Stress in the workplace, especially for the military, has been a problem for decades. Between workplace stress, prolonged wars, and now a global pandemic, a need has arisen to find ways to ensure that increased stress does not lead to a decrease in mental health that could affect national security. The purpose of the study was to examine perceived selectivity as a moderator of cohesion and resilience in United States Air Force Explosive Ordnance Disposal (USAF EOD) operators. Using a quantitative correlational research design, 311 participants were found using social media to respond to an online survey.
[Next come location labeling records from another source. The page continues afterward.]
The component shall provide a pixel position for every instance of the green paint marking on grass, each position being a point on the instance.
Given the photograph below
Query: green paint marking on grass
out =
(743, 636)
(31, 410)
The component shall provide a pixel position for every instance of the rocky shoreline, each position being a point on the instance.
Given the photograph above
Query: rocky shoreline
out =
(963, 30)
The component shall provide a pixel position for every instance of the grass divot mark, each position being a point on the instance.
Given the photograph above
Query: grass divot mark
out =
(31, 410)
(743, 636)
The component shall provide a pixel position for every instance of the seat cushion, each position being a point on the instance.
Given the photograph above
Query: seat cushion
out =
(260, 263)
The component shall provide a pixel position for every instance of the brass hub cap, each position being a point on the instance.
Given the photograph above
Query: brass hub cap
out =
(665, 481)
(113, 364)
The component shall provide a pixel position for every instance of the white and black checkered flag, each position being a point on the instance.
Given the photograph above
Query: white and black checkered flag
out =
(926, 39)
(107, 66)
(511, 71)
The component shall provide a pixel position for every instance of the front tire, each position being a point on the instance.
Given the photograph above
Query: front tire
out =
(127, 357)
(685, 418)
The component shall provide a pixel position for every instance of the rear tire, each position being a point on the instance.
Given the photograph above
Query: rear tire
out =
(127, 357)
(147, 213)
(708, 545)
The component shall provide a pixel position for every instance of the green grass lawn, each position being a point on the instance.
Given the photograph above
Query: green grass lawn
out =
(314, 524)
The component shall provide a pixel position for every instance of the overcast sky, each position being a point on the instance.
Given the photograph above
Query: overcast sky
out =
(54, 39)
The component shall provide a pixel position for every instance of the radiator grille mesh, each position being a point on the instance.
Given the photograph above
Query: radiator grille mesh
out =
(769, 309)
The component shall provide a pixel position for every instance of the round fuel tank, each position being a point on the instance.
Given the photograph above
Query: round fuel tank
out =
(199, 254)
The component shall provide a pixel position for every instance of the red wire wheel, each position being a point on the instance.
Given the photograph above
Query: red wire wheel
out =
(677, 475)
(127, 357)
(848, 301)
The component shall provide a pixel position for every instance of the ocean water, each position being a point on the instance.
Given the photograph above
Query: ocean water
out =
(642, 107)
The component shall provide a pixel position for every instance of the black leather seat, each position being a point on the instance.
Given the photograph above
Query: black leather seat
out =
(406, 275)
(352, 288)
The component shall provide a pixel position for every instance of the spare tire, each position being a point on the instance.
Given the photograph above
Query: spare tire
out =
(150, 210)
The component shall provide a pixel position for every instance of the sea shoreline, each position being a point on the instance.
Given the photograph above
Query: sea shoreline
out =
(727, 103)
The research questions for the study addressed the relationship between dimensions of cohesion and resilience as well as perceived selectivity as a moderator of those relationships. The hypotheses were tested with multiple linear regression and moderation analysis. Overall regression models were significant, specifically perceived selectivity moderated the cohesion, resilience relationship, although the data did fail some statistical assumptions. Implications of this study are two-fold. First, the study could help drive the importance of explaining how selective a team is to EOD commanders. Second, this research can lead to more robust explorations of how the Social Identity Theory may drive the understanding of both cohesion and resilience, looking specifically at social cohesion and selectivity in broader populations, such as comparing different career fields. As the wars end and the military adjusts to living in a global pandemic, stress will continue to increase, and research focused on resilience may help military clinicians and commanders develop ways to inoculate military members against stress's negative health effects leading to positive social change.